Who will be your Yoda or Ben Kenobi? I wish I could tell you. Several people may have to collaborate on that role before you complete your training. But that person or those persons are out there. Searching for them is the quest that you should be on, not flailing around for an agent.

Finding your way into Hollywood can be a baffling, spirit-withering mystery. I've been there. I wish I had the perfect advice for you about how to get your career started, but I don't. Nobody does.

All I can tell you for sure is that you are probably going to have to do most of it yourself. An agent is unlikely to be the person who opens doors for you. An agent can be a huge help after the doors are open, but you're probably going to have to figure out how to unlock them yourself, perhaps with the help of a generous tutor.

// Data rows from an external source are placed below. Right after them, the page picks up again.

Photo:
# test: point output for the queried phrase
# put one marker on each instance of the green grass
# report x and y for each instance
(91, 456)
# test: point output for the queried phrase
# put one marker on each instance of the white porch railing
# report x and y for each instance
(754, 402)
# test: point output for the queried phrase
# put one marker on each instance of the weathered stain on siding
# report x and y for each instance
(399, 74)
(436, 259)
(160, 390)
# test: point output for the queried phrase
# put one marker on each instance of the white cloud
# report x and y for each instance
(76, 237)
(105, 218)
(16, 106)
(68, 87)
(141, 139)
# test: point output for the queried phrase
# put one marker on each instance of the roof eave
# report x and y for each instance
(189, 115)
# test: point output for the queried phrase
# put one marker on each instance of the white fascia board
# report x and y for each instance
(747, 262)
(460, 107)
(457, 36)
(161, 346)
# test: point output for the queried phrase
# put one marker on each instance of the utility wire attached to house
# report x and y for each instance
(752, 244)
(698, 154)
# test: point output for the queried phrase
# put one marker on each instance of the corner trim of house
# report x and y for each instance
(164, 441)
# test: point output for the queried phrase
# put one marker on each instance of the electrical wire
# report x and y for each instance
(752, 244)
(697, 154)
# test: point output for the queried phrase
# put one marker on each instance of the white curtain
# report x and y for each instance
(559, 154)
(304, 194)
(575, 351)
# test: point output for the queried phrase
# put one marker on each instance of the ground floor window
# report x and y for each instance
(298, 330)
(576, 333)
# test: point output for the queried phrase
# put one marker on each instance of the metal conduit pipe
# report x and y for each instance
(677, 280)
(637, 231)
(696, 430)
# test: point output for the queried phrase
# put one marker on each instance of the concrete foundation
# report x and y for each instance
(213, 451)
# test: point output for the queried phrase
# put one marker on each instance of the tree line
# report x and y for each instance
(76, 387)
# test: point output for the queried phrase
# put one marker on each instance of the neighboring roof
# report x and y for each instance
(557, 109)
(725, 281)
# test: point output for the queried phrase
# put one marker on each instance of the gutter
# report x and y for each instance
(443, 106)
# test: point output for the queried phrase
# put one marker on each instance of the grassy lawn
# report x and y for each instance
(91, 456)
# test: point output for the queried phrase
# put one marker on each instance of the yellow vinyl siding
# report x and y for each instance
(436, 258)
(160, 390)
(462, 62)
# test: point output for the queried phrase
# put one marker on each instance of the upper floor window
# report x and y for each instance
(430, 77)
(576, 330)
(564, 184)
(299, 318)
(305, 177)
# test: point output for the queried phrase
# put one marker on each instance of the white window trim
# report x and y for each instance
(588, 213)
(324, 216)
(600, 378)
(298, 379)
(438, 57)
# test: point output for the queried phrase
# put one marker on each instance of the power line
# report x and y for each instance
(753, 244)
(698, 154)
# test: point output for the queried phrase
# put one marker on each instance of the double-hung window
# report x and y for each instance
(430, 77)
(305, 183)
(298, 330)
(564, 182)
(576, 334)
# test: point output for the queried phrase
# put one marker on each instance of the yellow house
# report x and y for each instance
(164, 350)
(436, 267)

On the other hand, you may serendipitously meet an agent at a party or in a pick-up basketball game in Santa Monica. Perhaps that agent will like you, and will love your work, and will get you your first job in Hollywood. I hope that happens. But you have no control over fate. What you can control is where you put your focus. You can keep writing, and rewriting. You can eagerly seek and gratefully accept the advice of those who already know how to do it. You can put all of your energy into improving your work. The more sophisticated and polished your writing becomes the greater the chances that opportunity will find you.